A word, in oral language, is either a significant simple sound, or a significant combination of sounds. In written language, it may be defined to be a simple character, or combination of characters, expressive of significant sounds, simple or compound.

A word of one syllable is called a monosyllable; of two syllables, a dissyllable; a word of three syllables, a trisyllable; and a word of more than three syllables is called a polysyllable. The last term, however, is frequently applied to words exceeding two syllables.

Words are either derivative or primitive.

A primitive is that which is formed from no other word, being itself a root, whence others spring, as angel, spirit, school.

A derivative is that which is derived from some other word, as angelic, spiritual, scholar.

A compound is a word made up of two or more words, as archangel, spiritless, schoolman.

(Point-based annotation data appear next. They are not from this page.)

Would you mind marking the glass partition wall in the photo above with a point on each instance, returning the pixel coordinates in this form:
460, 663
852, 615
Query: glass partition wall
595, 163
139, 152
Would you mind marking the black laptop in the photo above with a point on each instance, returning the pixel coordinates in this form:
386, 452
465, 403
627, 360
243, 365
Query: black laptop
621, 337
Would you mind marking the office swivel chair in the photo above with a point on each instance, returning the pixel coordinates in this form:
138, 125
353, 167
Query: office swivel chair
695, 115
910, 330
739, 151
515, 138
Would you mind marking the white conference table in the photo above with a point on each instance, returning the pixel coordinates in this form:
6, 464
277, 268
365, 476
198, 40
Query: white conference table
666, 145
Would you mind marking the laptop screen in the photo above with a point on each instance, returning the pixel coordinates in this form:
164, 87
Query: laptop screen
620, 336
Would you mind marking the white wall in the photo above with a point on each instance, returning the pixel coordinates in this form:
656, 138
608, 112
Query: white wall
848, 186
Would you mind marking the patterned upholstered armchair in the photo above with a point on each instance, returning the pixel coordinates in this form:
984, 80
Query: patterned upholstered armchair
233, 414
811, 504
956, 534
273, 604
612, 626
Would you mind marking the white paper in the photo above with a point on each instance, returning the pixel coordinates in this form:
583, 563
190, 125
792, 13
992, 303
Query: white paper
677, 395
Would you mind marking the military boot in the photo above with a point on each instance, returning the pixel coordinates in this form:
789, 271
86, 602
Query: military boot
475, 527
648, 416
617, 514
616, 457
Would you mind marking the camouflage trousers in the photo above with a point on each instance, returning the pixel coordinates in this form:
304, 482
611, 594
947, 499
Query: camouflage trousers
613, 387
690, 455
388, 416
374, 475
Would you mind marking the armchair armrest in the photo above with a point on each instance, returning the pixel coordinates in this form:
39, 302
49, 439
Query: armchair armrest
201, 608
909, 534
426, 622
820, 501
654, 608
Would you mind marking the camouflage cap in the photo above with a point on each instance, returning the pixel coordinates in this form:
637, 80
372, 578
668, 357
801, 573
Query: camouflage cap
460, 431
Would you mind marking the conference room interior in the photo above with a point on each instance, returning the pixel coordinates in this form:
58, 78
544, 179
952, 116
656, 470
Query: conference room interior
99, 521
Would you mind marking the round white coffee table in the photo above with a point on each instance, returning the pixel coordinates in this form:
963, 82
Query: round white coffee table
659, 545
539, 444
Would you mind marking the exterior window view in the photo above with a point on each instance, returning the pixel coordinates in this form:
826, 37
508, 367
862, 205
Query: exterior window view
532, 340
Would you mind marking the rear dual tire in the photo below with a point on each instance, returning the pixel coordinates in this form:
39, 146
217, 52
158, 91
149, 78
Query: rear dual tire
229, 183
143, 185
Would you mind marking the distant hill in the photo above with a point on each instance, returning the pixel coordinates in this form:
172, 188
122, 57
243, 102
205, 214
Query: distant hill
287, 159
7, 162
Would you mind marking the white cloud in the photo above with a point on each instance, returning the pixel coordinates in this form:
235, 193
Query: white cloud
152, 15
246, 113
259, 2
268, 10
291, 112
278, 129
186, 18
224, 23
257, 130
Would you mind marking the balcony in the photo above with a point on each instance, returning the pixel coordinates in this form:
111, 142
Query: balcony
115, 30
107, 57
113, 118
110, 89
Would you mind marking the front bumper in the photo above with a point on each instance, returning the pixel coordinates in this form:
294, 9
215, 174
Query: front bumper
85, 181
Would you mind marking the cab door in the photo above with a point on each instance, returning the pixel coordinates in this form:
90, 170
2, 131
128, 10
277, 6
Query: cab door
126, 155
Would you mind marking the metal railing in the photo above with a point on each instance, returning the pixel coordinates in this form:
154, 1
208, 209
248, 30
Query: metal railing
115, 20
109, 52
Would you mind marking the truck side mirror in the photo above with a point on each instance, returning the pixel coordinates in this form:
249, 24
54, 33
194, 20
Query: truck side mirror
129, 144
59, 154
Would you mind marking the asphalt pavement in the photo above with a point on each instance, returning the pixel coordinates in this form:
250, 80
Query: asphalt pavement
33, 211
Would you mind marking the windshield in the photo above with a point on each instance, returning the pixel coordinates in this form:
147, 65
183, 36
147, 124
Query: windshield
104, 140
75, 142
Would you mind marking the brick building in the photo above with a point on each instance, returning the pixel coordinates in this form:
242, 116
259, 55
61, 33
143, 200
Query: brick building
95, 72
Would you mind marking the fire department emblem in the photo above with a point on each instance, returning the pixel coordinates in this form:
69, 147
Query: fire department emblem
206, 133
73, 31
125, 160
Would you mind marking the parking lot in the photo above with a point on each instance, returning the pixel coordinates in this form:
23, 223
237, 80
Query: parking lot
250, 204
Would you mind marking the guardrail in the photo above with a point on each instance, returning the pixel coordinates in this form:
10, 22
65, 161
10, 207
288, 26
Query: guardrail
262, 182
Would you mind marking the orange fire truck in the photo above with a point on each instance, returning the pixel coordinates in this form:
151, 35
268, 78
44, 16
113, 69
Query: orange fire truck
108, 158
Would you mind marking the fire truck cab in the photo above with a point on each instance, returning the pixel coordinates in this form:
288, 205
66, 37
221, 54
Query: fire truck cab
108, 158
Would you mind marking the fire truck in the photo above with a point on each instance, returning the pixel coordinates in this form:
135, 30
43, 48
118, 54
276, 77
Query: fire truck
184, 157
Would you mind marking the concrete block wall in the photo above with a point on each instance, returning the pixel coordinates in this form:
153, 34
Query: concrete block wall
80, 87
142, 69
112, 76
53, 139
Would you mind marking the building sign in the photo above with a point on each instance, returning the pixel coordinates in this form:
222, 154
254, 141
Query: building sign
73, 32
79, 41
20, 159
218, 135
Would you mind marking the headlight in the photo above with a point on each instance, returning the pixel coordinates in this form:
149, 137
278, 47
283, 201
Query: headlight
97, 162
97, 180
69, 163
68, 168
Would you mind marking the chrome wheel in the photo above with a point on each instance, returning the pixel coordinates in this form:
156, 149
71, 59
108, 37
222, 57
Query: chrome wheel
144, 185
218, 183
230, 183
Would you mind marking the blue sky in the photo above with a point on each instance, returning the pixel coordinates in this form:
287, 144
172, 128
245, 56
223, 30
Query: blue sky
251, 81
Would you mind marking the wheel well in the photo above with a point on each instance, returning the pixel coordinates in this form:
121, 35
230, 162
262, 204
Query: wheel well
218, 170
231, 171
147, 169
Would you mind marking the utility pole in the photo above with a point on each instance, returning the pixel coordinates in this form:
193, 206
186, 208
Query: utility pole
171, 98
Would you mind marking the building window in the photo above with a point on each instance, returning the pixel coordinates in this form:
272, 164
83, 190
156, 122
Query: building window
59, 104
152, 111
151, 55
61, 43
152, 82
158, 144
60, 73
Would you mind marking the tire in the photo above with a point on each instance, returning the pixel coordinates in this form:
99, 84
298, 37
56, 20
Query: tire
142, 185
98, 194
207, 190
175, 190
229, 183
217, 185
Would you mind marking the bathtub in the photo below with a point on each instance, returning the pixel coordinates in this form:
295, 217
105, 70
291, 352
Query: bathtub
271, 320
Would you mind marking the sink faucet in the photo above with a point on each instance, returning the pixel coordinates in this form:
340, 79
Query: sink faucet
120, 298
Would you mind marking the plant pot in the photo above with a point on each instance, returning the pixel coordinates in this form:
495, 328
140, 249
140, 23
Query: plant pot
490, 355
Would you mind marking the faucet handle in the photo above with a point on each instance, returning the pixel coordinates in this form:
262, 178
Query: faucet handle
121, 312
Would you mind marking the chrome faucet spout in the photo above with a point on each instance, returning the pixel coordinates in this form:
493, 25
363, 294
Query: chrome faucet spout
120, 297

In examining the character of words as significant of ideas, we find them reducible into classes, or denominations, according to the offices which they severally perform. These classes are generally called parts of speech; and how many of these belong to language has long been a question among philosophers and grammarians. Some have reckoned two, some three, and others four; while the generality have affirmed, that there are not fewer than eight, nine, or ten[7]. This strange diversity of opinion has partly arisen from a propensity to judge of the character of words more from their form, which is a most fallacious criterion, than from their import or signification. One thing appears certain, how much soever the subject may have been obscured by scholastic refinements, that to assign names to objects of thought, and to express their properties and qualities, are the only indispensable requisites in language. If this be admitted, it follows, that the noun and the verb are the only parts of speech which are essentially necessary; the former being the name of the thing of which we speak, and the latter, verb, (or the word, by way of eminence,) expressing what we think of it[8]. All other sorts of words must be regarded as subsidiaries, convenient perhaps for the more easy communication of thought, but by no means indispensably requisite.